Hier au diner, Juan a demandé à Linde et moi si on voulait aller danser. Tous les jeudis soir, il va à une "danse à cinq temps", une séance de deux heures sur de la musique de cinq types de rhythmes consécutifs rejoignant cinq types d'émotions. J'ai dit oui car d'adore danser, mais Linde a dit non.
Alors à 6 heures tapantes Juan a crié après moi, "alors tu viens qu'est ce que tu fous on y va", et j'ai descendu le coteau en courant pour le rejoindre dans la voiture. Depuis la fenêtre ouverte il a lancé à Linde, qui ponçait des plinthes sous le hangar, "alors, tu veux toujours pas venir?". Elle a dit non encore une fois.
On est passés chercher la remorque, car sur le chemin, il voulait aller chercher de la paille pour la litière des chevaux. Avec la neige et la pluie qui sont tombées, le sol est tout détrempé, alors il garde un peu les chevaux dans l'écurie pour pas qu'ils tassent trop le sol. Du coup, il en profite pour récupérer un peu de fumier, son seul fumier pour le jardin.
Je m'attendais à ce que nous nous rendions dans un petit bled du coin, dans une salle de fête ou salle de danse communale ou quoi.
Mais non, nous avons atterri dans une ferme. Au bout d'une petite route qu'on ne peut prendre qu'en faisant d'abord demi-tour, avec des champs de blé ancien tout autour, se trouvait une vieille ferme, décorée et rénovée de façon originale, avec toutes sortes de matériaux recyclés.
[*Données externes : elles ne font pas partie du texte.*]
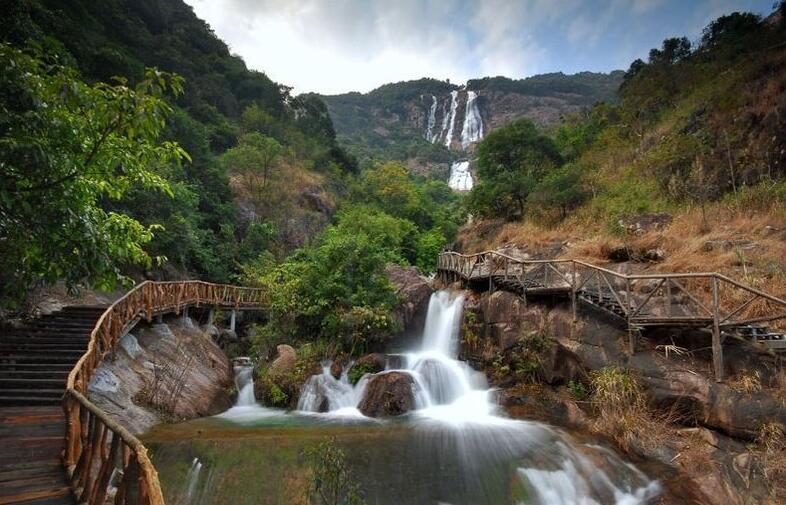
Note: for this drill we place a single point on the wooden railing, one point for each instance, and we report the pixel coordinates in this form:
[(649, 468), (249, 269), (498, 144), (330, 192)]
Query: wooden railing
[(104, 461), (681, 299)]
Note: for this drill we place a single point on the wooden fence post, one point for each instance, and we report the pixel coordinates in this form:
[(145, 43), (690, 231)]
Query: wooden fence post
[(717, 349)]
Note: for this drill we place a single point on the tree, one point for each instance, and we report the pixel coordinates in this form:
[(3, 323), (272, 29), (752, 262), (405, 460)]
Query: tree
[(561, 188), (66, 146), (255, 155), (511, 162)]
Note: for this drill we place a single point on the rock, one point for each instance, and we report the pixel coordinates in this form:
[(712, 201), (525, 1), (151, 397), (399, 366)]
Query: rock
[(284, 363), (211, 330), (130, 344), (337, 367), (653, 255), (370, 363), (163, 374), (503, 307), (413, 289), (642, 223), (728, 245), (104, 381), (388, 394)]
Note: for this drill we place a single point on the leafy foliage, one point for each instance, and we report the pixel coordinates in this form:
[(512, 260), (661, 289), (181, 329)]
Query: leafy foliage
[(511, 163), (331, 478), (67, 146)]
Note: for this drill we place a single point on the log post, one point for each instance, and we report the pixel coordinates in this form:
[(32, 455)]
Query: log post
[(717, 349)]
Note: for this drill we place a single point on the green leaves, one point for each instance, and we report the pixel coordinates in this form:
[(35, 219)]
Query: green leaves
[(67, 146)]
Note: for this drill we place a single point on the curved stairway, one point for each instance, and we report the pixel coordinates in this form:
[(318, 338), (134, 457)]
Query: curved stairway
[(34, 364)]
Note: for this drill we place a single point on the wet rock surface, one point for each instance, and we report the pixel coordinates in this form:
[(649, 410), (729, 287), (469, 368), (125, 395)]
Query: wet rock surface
[(711, 457), (388, 394), (160, 373)]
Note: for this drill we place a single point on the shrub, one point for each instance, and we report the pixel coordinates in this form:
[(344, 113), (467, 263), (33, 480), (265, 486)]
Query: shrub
[(331, 480)]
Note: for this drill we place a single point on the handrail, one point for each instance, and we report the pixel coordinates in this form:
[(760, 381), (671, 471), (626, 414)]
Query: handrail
[(97, 448), (455, 261)]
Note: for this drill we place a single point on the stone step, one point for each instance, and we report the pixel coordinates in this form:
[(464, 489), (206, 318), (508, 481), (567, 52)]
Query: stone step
[(27, 383), (30, 399)]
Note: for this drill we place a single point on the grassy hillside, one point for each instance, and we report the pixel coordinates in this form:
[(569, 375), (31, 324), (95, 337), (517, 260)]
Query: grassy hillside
[(699, 134)]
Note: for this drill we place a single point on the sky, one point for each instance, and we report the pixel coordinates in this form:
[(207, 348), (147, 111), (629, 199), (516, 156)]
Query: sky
[(336, 46)]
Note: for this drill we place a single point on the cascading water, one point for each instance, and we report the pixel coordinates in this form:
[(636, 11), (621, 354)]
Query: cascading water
[(456, 418), (192, 480), (472, 130), (432, 120), (452, 118), (460, 176), (244, 381)]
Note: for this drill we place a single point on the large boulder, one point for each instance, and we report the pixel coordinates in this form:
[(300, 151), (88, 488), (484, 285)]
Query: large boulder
[(370, 363), (284, 362), (388, 394), (413, 290)]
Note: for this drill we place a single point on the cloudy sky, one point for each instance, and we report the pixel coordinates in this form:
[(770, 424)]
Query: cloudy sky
[(334, 46)]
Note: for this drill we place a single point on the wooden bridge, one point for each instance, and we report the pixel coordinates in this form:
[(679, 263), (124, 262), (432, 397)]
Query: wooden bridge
[(702, 300), (58, 447)]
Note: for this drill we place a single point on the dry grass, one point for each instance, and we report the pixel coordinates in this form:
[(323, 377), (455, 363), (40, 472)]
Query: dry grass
[(745, 382), (771, 446), (621, 410)]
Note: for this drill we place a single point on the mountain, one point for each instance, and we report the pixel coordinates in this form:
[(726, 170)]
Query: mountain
[(212, 222), (428, 123)]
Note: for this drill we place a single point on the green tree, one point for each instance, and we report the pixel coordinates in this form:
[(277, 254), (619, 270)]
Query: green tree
[(561, 188), (511, 162), (65, 146)]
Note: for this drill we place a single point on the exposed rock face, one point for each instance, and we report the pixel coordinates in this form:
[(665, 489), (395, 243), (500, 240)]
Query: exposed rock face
[(414, 290), (388, 394), (285, 361), (708, 463), (370, 363), (643, 223), (163, 372)]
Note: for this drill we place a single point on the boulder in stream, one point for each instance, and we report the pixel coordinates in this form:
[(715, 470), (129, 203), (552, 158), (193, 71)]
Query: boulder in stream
[(388, 394)]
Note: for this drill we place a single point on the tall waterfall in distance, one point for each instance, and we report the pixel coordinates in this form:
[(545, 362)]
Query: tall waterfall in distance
[(452, 119), (473, 123), (432, 120)]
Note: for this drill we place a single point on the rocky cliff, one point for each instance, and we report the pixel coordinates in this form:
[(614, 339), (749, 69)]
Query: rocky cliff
[(429, 123), (538, 356), (163, 372)]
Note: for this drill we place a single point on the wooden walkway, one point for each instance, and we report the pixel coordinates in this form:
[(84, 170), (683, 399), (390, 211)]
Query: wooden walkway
[(726, 307), (34, 364), (56, 447)]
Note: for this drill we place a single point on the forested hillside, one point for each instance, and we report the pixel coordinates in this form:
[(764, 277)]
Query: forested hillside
[(694, 124), (393, 121), (227, 119)]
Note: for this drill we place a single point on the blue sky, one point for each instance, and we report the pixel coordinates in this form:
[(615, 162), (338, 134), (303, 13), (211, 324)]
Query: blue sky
[(335, 46)]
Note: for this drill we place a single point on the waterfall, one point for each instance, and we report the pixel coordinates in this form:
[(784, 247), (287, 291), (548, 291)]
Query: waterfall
[(432, 120), (460, 177), (244, 381), (452, 118), (192, 480), (455, 414), (473, 123)]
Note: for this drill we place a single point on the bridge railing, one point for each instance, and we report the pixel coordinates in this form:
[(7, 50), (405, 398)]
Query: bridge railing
[(680, 299), (99, 452)]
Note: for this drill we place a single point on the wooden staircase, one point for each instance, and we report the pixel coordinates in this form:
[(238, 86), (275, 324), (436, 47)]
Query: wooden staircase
[(34, 364)]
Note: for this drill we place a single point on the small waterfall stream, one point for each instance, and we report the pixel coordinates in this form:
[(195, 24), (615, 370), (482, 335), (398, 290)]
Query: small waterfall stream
[(456, 415), (460, 177)]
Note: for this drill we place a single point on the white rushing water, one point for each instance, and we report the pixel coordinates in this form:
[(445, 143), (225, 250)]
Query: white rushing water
[(451, 119), (432, 120), (456, 414), (460, 177), (472, 131)]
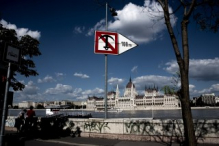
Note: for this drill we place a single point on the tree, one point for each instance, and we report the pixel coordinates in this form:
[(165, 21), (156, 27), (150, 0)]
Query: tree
[(205, 13), (30, 48)]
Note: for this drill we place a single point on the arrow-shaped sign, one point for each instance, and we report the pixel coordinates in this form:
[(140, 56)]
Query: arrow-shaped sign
[(111, 43), (125, 44)]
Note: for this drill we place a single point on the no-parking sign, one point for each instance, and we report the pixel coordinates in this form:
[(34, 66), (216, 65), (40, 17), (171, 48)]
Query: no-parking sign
[(111, 43)]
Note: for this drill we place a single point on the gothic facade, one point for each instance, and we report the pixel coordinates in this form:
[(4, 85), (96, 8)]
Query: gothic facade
[(131, 100)]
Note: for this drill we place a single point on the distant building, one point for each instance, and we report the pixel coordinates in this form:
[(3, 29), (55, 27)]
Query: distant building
[(131, 99), (207, 99)]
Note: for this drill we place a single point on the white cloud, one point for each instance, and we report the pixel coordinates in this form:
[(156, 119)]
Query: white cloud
[(78, 29), (96, 91), (46, 79), (141, 24), (21, 31), (151, 81), (199, 69), (83, 76)]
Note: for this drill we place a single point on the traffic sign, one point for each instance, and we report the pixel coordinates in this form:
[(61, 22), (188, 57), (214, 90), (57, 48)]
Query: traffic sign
[(125, 44), (111, 43), (106, 43)]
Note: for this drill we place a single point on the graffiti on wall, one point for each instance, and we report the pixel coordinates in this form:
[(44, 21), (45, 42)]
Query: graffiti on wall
[(138, 127), (10, 121), (96, 126)]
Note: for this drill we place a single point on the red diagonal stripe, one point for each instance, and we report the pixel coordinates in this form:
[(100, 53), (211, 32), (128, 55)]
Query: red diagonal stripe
[(104, 40)]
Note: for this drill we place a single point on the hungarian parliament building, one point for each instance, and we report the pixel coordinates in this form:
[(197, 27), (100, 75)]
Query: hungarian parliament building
[(132, 101)]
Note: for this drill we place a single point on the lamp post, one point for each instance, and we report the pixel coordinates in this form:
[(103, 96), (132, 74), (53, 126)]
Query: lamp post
[(113, 13)]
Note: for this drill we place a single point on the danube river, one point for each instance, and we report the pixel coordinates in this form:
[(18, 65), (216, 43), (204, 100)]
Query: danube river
[(205, 113)]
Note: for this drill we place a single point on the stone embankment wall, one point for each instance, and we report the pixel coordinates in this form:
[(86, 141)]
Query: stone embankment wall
[(162, 130), (166, 131)]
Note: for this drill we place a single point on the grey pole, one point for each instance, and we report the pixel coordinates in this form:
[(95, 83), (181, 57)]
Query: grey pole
[(5, 106), (106, 72)]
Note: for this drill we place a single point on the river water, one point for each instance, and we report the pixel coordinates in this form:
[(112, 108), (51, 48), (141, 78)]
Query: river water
[(206, 113)]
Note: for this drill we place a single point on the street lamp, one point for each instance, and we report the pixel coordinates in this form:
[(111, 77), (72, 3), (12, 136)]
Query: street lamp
[(113, 13)]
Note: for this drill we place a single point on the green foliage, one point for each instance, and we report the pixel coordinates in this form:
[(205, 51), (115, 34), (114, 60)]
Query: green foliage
[(29, 47)]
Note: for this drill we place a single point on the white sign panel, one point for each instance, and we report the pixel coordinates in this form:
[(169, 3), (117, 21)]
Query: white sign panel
[(125, 44)]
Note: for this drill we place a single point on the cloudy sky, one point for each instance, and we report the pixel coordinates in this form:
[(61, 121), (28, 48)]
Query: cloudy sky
[(70, 70)]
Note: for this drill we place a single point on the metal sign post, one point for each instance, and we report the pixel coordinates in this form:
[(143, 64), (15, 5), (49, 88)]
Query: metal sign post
[(5, 106), (11, 55), (110, 43), (106, 67)]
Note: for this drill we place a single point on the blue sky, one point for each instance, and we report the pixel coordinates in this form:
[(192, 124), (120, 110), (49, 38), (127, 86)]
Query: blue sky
[(68, 68)]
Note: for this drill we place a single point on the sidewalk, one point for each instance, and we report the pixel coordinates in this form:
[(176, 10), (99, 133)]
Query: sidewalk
[(86, 141), (83, 141)]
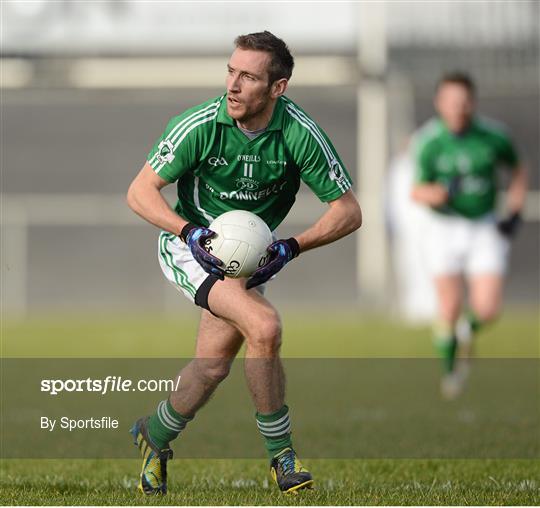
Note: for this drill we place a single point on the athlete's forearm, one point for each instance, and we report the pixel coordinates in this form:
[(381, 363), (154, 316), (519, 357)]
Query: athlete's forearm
[(342, 218), (517, 190), (145, 199), (431, 194)]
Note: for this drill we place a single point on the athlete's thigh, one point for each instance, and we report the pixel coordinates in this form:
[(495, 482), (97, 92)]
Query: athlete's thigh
[(445, 244), (488, 250), (485, 294), (217, 338), (449, 289), (245, 310)]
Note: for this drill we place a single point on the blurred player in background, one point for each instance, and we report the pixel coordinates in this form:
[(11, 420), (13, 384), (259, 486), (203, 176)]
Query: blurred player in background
[(245, 150), (457, 155)]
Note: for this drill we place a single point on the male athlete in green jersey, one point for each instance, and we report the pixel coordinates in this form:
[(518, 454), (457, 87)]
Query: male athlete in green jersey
[(457, 156), (245, 150)]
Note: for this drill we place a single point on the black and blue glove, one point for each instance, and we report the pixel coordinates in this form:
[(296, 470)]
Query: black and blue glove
[(281, 252), (508, 227), (195, 237)]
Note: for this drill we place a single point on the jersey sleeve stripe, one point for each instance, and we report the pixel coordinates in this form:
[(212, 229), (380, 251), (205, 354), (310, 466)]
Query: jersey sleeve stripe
[(173, 134), (186, 129), (330, 154), (330, 158)]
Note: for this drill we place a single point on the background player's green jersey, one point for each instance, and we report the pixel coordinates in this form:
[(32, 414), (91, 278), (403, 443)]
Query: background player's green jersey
[(469, 159), (219, 169)]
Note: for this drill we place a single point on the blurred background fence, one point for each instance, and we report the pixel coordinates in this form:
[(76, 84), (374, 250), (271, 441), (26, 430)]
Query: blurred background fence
[(88, 86)]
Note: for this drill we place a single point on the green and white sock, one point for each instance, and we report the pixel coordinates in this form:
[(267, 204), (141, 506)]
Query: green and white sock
[(165, 424), (276, 430), (445, 342)]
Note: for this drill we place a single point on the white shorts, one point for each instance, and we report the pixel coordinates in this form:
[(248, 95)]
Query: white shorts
[(184, 272), (455, 245)]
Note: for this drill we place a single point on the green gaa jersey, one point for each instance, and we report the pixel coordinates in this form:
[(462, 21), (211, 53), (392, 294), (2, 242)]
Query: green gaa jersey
[(218, 169), (468, 161)]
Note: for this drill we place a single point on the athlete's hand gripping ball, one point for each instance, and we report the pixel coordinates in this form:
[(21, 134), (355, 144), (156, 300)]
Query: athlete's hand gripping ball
[(195, 238), (281, 252)]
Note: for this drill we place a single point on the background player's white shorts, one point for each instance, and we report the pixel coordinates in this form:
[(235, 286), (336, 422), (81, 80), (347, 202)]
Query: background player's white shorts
[(180, 267), (457, 245)]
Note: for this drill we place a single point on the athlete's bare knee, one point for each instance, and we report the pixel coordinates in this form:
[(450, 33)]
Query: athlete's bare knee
[(488, 313), (264, 337), (213, 370)]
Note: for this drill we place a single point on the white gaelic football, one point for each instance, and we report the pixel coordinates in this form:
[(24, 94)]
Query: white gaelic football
[(241, 241)]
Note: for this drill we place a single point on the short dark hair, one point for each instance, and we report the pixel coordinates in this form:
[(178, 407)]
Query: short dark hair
[(459, 78), (281, 63)]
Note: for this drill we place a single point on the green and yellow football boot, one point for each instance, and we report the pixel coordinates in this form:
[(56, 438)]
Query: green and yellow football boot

Sous le porche, à l'avant, plusieurs fauteuils récupérés entouraient une table ronde.
Dans le jardin, deux femmes attendaient en buvant du thé. Tout le monde s'est mis à parler de la tempête. "On n'a jamais vu de la neige en cette saison, tu te rends compte on voit même de la neige sur le mont ?? - je me rappelle plus le nom", ainsi que moults comparaisons pour savoir quels arbres ont le plus morflé. Les arbres fruitier de Juan et Sol sont un peu épargnés, car Juan est allé les secouer pour faire tomber la neige.
Et puis encore quelques personnes sont arrivées, alors nous sommes tous rentrés.
A l'intérieur, une grande salle. Des rideaux faits main avec des dessus de lit colorés, un plancher en ciment coloré avec des pigments, un poêle, et une grande table et une cuisine pour cuisiner pour 30 personnes.
Au fond se trouve une autre ouverture fermée de rideaux. Nous pénétrons. Derrière le rideau, une grande salle vide, au plancher de bois, aux murs de bois peints à la chaux. Tout le mur faisant face est couvert de grandes fenêtres donnant sur les coteaux en face, et les vaches qui broutent au loin.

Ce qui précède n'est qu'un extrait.